In exchange for those five contracts he acquired Jordan Weal, Radko Gudas, and the first-round draft pick that would eventually become Travis Konecny, all of whom are still members of the team today. That is probably more than could have been reasonably expected based on what he was giving up at the time.

In the first round of the 2015 NHL draft they selected Ivan Provorov and Konecny with the seventh and 24th overall picks, both of whom are now core parts of the team.

They selected Carter Hart, their (hopeful) goalie of the future, in the second-round of the 2016 draft.
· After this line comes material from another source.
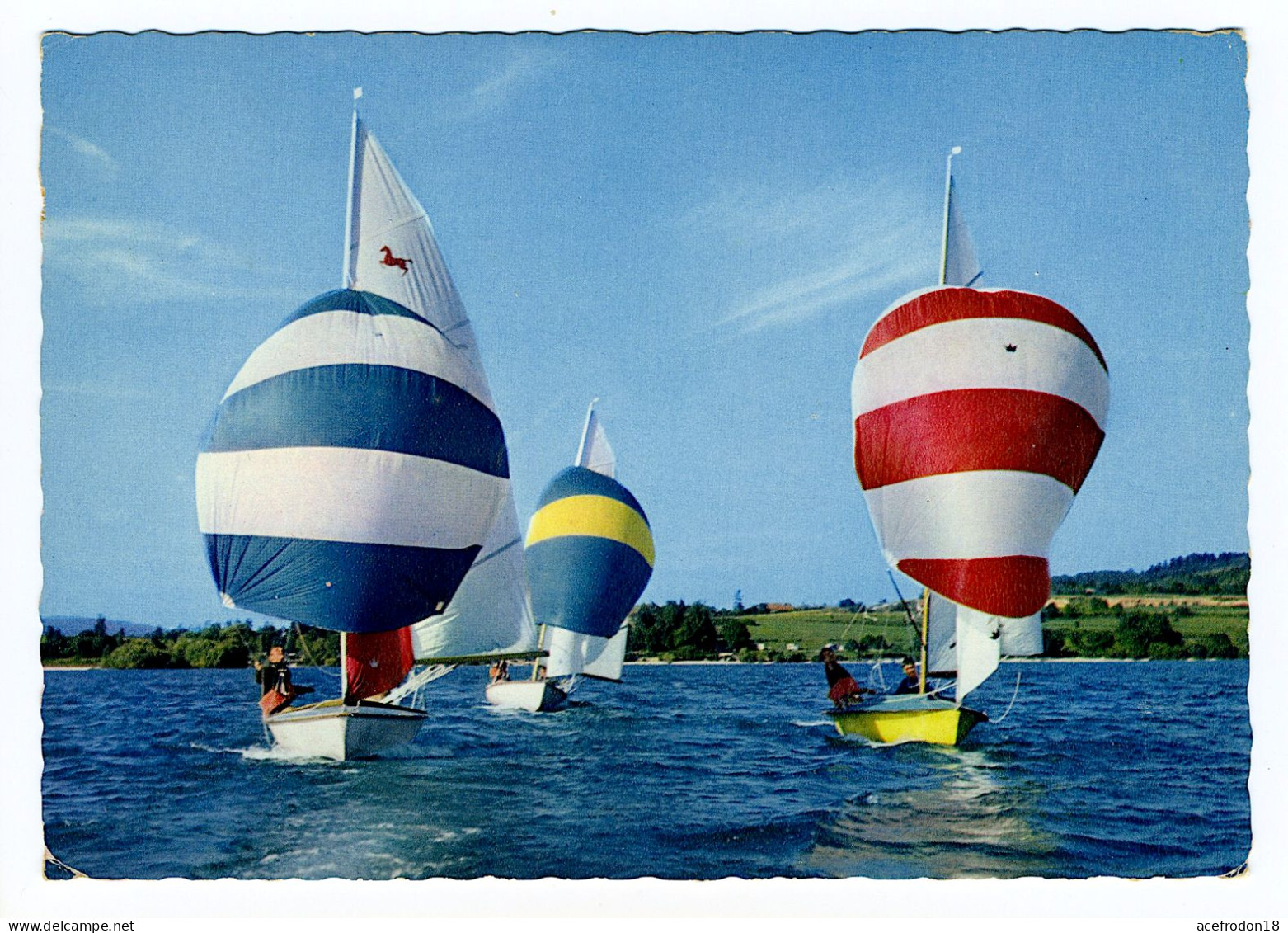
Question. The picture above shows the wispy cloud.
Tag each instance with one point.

And while trading Brayden Schenn for Jori Lehtera may have downgraded the team in the short-term, the trade did net them first-round picks in 2017 and 2018, giving them multiple selections in each of those rounds.

His outlook was clearly more long-term, not only with the way he made draft picks the key part of the (Brayden) Schenn trade, but with the way he refused to part with any of the team’s young prospects in an effort to make the team better right now.

Just take a look at all of the players and assets Hextall traded since the start of the 2016-17 offseason.

Filppula, Tokarski, and Mrazek were all basically acquired out of desperation due to injury situations at center and in goal in those years, but the main focus is clear — draft picks and the future.

That patient approach was also evident when it came to free agency where the Flyers were mostly quiet under Hextall. It wasn’t until this past summer when they brought back James van Riemsdyk on a five-year contract that the really tried to make a big splash on the open market.

Before JvR, the two biggest free agent signings under Hextall were Dale Weise and Brian Elliott.

The common theme you keep coming back to here is simply, this move isn’t great, but it’s also not really terrible. Do you know what that gets you on the ice if you keep making moves like that? A team that isn’t really great, but also not really terrible. In the end that will probably be Hextall’s lasting legacy the Flyers’ general manager.

His patience and methodical approach to building the team might work out in the long-run, but it was clearly not working for an ownership that seemingly grew tired of not seeing any real progress at the NHL level.

It’s okay to have faith that Hart might one day, finally, solve the Flyers’ cursed goalie position. It’s okay to believe in Shayne Gostisbehere and Provorov as the foundation of the defense for the next eight years. It’s okay count on Nolan Patrick and Konecny to be your future at forward.

But you can still do all of that while also making some improvements in the short-term to try and take advantage of a roster that still has top-line veteran players in Claude Giroux, Jakub Voracek, Sean Couturier, and Wayne Simmonds on it.

You don’t have to keep turning to a revolving door of mediocre goalies as stop-gap options until Hart is ready.

You can try to find some better defenders to complement Gostisbehere and Provorov, even if it means trading one of your many first-round picks or a couple of prospects.

Hextall was seemingly unwilling — or unable — to do that.  It resulted in a team that was stuck in neutral for too many years, and leads us to where we are today.